Question: A die is thrown 200 times and the outcomes with the frequencies are listed below: Outcome| 1| 2|...

Question

A die is thrown 200 times and the outcomes with the frequencies are listed below:

Outcome	1	2	3	4	5	6
Frequency	40	38	43	29	28	22

Find the probabilities of getting a number more than 1 and less than 6 in a toss.
A. 0.65
B. 0.55
C. 0.69
D. none of these

Answer 1

Solution

We take the two events of total and probable. We find the number of outcomes of those events. If there are subevents, we express them as the addition form. Then we find the probability of the event using the theorem of probability.

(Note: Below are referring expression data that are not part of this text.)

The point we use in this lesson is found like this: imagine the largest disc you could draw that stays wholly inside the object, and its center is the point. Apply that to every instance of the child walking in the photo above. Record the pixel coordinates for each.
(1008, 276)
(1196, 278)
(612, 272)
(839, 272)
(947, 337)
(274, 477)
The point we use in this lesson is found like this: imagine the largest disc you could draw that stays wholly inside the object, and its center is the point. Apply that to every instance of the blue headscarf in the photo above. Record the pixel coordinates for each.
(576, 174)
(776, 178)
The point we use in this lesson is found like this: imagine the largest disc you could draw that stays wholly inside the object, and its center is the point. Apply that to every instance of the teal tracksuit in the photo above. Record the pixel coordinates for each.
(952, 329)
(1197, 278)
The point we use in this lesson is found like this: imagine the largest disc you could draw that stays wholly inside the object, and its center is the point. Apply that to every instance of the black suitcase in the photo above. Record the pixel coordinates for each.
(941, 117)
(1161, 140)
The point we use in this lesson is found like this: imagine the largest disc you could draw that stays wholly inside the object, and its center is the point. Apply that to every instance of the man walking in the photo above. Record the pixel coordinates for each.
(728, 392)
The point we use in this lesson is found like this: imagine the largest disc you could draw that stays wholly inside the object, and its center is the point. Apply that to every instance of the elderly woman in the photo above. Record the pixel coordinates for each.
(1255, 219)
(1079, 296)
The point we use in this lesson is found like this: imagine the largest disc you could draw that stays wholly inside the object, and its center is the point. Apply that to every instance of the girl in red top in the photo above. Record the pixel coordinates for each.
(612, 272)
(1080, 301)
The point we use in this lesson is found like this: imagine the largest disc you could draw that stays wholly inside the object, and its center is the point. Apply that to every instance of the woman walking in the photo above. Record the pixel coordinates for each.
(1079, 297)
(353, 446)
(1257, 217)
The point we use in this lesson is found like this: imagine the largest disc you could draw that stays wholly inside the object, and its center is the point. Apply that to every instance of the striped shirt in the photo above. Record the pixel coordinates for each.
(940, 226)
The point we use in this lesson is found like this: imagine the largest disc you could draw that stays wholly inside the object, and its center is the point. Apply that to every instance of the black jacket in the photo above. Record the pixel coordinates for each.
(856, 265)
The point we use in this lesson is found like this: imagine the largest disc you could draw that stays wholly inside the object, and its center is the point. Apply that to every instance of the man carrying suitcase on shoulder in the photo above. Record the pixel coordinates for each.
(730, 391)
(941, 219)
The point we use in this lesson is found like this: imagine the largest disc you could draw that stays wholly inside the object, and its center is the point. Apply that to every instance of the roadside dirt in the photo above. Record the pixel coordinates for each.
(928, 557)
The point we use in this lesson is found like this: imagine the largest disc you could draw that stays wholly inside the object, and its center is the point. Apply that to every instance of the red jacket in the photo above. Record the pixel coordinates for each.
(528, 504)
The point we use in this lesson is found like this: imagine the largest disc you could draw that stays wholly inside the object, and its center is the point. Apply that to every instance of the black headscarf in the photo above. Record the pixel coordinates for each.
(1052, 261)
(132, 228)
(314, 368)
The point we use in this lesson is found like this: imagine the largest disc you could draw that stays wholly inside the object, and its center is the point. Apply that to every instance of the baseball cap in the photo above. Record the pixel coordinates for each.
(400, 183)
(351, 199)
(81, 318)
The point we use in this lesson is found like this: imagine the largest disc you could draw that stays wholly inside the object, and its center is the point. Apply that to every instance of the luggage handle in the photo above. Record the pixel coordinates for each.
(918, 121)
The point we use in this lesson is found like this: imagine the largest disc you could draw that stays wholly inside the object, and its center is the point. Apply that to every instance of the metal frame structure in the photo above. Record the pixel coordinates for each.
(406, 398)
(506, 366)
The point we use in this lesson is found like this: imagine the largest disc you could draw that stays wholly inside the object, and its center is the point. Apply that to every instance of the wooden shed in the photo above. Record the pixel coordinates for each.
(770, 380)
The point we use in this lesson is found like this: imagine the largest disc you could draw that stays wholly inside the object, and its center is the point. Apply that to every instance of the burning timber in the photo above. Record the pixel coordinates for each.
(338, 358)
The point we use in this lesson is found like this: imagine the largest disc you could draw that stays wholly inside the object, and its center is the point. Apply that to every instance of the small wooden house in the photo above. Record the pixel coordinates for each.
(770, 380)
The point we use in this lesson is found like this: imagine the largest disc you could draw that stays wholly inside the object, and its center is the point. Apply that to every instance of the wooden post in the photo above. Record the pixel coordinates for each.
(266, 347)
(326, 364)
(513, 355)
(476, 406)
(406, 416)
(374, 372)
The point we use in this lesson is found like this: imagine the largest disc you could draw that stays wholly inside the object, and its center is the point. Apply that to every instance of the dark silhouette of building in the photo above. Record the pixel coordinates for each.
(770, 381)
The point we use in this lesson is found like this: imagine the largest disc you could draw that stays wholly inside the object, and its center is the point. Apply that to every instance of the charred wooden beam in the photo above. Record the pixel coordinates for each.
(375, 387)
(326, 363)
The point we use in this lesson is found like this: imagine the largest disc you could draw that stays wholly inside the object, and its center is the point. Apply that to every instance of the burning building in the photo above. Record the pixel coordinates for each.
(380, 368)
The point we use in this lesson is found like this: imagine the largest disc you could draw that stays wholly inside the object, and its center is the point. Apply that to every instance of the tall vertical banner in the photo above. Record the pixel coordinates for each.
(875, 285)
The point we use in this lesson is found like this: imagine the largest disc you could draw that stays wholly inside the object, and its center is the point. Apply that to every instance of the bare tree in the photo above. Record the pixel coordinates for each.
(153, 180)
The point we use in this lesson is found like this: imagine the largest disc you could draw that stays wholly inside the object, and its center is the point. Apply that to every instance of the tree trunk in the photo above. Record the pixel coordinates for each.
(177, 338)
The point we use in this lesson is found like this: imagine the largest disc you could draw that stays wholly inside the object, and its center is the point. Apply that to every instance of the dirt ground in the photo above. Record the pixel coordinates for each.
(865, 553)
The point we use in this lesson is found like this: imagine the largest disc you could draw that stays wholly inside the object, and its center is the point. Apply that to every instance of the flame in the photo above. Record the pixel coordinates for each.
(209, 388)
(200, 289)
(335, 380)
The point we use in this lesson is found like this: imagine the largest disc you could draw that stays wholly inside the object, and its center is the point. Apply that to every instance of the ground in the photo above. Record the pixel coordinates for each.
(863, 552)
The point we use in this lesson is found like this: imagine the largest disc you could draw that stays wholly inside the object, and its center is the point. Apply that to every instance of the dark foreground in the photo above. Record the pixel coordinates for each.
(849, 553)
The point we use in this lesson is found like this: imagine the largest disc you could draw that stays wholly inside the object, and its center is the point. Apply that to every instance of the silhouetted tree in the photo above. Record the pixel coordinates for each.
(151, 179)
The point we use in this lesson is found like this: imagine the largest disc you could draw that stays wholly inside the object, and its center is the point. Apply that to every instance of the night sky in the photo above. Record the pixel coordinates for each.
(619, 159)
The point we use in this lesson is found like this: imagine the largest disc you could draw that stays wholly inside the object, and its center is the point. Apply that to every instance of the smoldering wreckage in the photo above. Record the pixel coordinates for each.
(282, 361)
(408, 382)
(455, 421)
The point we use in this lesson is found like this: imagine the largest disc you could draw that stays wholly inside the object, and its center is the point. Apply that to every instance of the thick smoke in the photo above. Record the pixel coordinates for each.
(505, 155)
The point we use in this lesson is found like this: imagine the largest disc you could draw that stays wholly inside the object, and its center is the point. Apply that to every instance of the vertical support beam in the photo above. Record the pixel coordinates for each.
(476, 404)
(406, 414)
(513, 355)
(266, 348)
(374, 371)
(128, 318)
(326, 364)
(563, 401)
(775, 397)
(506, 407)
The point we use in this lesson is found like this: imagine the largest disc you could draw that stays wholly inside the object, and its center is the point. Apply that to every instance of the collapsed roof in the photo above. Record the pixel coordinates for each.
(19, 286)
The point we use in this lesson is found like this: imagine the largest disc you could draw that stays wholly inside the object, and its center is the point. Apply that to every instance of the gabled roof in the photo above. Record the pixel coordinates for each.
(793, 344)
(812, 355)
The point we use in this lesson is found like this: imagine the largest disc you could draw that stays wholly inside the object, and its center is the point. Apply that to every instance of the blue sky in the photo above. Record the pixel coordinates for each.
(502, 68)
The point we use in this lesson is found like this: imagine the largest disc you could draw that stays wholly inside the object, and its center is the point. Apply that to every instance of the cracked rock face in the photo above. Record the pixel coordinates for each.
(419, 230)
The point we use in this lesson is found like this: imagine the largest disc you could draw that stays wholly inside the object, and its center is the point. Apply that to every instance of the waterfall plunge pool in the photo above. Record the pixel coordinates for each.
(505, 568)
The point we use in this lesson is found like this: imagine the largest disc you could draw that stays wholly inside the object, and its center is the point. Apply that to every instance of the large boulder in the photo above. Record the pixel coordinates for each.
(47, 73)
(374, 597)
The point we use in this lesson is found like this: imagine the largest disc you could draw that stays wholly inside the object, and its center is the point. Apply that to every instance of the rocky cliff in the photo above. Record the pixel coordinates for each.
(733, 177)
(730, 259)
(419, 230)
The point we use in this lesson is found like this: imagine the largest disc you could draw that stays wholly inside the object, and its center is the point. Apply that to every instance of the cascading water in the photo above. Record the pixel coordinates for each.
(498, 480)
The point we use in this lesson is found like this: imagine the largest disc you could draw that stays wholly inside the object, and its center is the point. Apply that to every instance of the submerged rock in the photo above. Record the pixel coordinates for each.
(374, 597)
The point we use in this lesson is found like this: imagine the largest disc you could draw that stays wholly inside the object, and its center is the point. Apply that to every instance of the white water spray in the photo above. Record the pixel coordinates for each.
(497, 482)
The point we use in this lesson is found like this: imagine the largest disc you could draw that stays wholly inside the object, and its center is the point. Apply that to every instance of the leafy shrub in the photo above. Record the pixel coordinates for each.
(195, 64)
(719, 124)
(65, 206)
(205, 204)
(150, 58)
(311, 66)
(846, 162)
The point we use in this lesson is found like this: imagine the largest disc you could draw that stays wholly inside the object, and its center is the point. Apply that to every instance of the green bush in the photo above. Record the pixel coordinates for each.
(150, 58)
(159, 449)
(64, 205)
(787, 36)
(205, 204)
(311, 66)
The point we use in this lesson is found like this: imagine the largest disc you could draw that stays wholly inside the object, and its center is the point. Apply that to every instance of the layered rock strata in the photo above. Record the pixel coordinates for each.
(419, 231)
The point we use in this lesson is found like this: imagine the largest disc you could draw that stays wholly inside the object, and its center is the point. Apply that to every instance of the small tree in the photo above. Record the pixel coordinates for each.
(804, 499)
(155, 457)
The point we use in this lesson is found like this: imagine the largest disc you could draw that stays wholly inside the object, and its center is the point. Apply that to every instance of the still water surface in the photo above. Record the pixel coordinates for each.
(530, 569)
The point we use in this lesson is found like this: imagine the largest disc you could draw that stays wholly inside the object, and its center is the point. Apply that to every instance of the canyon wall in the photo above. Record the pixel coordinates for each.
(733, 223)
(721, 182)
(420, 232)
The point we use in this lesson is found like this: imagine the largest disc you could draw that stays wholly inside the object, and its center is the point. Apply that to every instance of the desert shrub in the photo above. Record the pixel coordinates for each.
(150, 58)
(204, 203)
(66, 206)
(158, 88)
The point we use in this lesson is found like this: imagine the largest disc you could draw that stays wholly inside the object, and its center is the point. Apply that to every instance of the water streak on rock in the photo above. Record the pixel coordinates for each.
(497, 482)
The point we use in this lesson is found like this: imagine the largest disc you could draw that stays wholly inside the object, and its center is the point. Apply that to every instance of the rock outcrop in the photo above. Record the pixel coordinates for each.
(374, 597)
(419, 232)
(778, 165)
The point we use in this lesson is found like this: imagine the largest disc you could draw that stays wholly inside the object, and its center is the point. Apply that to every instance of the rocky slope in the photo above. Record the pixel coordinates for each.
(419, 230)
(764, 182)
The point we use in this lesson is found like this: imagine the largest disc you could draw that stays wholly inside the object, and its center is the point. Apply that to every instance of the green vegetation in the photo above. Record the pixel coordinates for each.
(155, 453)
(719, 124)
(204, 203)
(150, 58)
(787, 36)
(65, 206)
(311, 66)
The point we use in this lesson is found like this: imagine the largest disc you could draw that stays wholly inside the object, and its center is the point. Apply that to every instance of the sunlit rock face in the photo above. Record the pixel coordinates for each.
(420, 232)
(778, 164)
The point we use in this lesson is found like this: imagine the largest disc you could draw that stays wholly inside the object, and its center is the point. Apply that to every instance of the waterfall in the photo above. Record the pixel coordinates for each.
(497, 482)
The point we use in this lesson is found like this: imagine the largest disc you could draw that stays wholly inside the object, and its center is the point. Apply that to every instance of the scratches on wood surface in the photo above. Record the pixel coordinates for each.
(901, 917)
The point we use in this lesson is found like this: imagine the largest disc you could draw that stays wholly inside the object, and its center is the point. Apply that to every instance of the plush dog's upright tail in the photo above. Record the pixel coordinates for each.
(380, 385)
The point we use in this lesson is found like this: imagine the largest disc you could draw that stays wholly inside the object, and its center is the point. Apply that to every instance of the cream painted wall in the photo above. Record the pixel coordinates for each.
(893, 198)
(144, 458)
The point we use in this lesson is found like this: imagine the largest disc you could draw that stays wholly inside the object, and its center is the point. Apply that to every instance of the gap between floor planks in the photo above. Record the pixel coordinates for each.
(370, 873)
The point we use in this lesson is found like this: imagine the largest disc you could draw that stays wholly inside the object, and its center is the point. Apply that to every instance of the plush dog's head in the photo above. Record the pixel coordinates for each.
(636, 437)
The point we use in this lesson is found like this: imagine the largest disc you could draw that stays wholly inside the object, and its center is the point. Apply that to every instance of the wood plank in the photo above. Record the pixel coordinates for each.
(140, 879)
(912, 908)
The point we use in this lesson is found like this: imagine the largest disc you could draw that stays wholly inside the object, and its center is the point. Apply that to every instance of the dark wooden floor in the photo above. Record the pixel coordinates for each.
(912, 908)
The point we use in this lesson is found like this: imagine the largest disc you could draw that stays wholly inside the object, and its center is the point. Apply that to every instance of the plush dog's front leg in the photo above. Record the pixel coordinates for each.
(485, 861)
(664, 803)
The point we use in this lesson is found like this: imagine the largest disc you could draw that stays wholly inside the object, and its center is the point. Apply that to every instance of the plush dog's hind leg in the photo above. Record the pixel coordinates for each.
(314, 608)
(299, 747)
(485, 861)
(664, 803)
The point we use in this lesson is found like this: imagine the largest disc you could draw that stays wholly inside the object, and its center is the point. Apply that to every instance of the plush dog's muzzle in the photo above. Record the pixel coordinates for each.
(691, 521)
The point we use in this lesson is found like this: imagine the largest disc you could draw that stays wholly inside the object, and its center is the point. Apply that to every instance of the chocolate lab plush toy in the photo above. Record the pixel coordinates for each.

Complete step-by-step solution:
There are two types of events that we need to consider. One is the total event of tossing the die 200 times. Let’s consider that event as event S.
So, number of outcomes of event S is $n\left( S \right)=200$ .
The second event being the one where outcome of the die is more than 1 and less than 6 in a toss. The possible outcome numbers are 2, 3, 4, 5.
Let’s consider this event as event A which has four exclusive subevents ${{A}_{2}},{{A}_{3}},{{A}_{4}},{{A}_{5}}$ where ${{A}_{n}}$ defines the subevent of A having outcome number on the dice as n.
All these subevents are exclusive and independent of each other.
Number of outcomes of event ${{A}_{n}}$ is $n\left( {{A}_{2}} \right)=38,n\left( {{A}_{3}} \right)=43,n\left( {{A}_{4}} \right)=29,n\left( {{A}_{5}} \right)=28$ .
Now we need the probabilities of getting a number more than 1 and less than 6 in a toss.
So, number of outcomes of event A is $n\left( A \right)=n\left( {{A}_{2}} \right)+n\left( {{A}_{3}} \right)+n\left( {{A}_{4}} \right)+n\left( {{A}_{5}} \right)$ .
We put the value to get $n\left( A \right)=38+43+29+28=138$ .
We know probability of event A will be $\dfrac{n\left( A \right)}{n\left( S \right)}$ .
So, the probability is $\dfrac{n\left( A \right)}{n\left( S \right)}=\dfrac{138}{200}=0.69$ .
The correct option is (C).

Note: The equation $n\left( A \right)=n\left( {{A}_{2}} \right)+n\left( {{A}_{3}} \right)+n\left( {{A}_{4}} \right)+n\left( {{A}_{5}} \right)$ only possible because of the events being independent and exclusive to each other. Otherwise we would have used Bayes’ theorem to find out the probability differently.
We can also use the complement theorem where instead of taking outcomes as a number more than 1 and less than 6 in a toss, we would have taken outcomes as the complement numbers like 1 and 6. Finding their probability of outcome we would have subtracted from 1 to get the answer of the solution as the total probability is always 1.